GlobalSpec
- Company type: Subsidiary
- Founded: 1996
- Headquarters: Albany, New York
- Founders: John Schneiter, Thomas Brownell, Andrea Schneiter and Mark Gaulin
- Industry: Information technology
- Services: Software and technology services, vertical search
- Revenue: US$10–50 million
- Employees: 201–500
- Parent: Warburg Pincus (1996-2012); IHS (now Accuris) (2012-2016); IEEE (2016-2020); Compare Networks Inc. (since 2020);
- Website: www.globalspec.com

= GlobalSpec =

American technology services company

GlobalSpec is a technology services company which provides a search engine of engineering and industrial products, indexing over 180 million parts divided into 2,300,000 product families, from over 24,000 manufacturer and distributor catalogs. GlobalSpec is a domain-specific (or "vertical search") tool, in that its focused domain allows for optimized results. Within product families, searches can be narrowed by selecting values for parameters that are specific to that product type.

The website has over 8 million registered members, and as of 2009, membership was growing at a rate of 20,000 per week. In 2007, the company achieved 35% revenue growth, the sixth year in a row that the company achieved double-digit revenue growth. The website has approximately 1.3 unique million visitors a month with 2.8 million page views and an average of 4.9 minutes time spent. GlobalSpec has partnerships with several well-known companies, including:

- AltaVista
- The International Society of Automation (ISA)
- McGraw-Hill
- Dassault Systèmes

SolidWorks which is a product of Dassault Systèmes has embedded access to GlobalSpec's search engine inside its computer-aided design software.

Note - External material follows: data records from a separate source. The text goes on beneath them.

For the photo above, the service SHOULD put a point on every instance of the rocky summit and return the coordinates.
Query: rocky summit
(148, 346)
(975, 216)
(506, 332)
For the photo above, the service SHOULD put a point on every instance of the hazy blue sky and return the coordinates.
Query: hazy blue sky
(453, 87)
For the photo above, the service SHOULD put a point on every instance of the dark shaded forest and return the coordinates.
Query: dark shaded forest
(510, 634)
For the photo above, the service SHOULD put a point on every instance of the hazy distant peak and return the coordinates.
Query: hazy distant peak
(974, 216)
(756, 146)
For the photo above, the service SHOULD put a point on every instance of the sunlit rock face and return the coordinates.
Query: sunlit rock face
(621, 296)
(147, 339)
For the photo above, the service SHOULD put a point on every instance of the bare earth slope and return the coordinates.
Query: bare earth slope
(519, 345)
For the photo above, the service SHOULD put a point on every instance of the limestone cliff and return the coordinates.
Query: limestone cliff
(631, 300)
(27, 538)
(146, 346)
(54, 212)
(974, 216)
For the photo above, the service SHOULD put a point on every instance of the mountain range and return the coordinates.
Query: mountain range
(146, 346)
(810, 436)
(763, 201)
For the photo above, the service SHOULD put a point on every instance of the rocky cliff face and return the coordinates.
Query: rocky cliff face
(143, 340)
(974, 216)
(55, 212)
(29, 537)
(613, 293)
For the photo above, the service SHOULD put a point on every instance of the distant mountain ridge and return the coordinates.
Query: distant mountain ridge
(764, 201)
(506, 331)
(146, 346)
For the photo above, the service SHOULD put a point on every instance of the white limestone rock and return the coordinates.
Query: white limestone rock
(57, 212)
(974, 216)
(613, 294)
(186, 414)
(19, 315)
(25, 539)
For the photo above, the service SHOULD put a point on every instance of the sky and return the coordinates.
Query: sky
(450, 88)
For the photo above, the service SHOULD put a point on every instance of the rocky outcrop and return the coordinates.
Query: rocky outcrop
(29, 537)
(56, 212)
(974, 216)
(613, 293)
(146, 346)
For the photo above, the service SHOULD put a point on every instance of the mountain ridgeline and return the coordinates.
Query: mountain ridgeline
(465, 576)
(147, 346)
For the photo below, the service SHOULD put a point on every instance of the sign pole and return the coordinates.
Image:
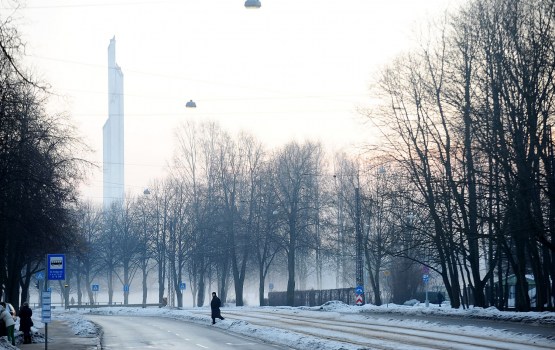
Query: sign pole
(46, 324)
(55, 267)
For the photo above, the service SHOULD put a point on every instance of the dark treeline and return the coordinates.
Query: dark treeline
(461, 185)
(38, 174)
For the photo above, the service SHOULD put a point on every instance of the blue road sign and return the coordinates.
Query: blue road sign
(56, 264)
(46, 300)
(39, 275)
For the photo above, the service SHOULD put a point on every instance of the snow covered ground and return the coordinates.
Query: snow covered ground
(243, 320)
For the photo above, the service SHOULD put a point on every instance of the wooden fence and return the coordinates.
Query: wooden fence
(313, 297)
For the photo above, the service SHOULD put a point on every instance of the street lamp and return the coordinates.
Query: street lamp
(252, 4)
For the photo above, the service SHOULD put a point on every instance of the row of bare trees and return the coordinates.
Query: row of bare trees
(470, 118)
(462, 186)
(39, 173)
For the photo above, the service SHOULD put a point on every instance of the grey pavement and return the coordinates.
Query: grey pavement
(61, 337)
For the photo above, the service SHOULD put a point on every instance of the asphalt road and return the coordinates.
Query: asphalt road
(133, 332)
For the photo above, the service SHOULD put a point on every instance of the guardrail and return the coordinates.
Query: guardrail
(95, 306)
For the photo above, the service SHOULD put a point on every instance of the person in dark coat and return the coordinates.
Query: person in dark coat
(215, 306)
(25, 322)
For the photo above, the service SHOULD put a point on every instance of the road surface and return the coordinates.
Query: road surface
(141, 333)
(369, 331)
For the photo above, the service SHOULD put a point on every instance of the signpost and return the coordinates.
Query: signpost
(359, 266)
(56, 271)
(46, 300)
(359, 291)
(426, 279)
(56, 264)
(95, 288)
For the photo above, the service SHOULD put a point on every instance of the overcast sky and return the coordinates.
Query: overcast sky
(290, 70)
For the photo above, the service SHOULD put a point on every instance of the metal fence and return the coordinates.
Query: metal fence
(313, 297)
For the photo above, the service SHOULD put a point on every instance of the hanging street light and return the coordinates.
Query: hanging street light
(252, 4)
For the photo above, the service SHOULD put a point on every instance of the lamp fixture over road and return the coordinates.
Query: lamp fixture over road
(252, 4)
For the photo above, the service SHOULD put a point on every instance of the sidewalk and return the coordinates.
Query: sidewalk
(61, 337)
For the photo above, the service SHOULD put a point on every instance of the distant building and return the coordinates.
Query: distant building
(113, 141)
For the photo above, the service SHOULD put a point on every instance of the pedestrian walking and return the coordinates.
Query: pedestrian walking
(8, 321)
(215, 306)
(25, 322)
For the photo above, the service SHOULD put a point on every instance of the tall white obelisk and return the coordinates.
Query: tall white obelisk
(113, 141)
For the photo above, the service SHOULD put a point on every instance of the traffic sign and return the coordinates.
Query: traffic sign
(46, 301)
(56, 264)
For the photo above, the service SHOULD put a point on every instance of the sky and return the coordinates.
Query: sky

Warburg Pincus sold GlobalSpec to IHS in 2012 for $135 million.

The Institute of Electrical and Electronics Engineers (IEEE) acquired GlobalSpec from IHS in 2016.

GlobalSpec was acquired from the IEEE by Compare Networks Inc. on July 31, 2020.

In March 2026, GlobalSpec and TREW Marketing, with collaboration from Elektor, released a joint State of Marketing to Engineers report.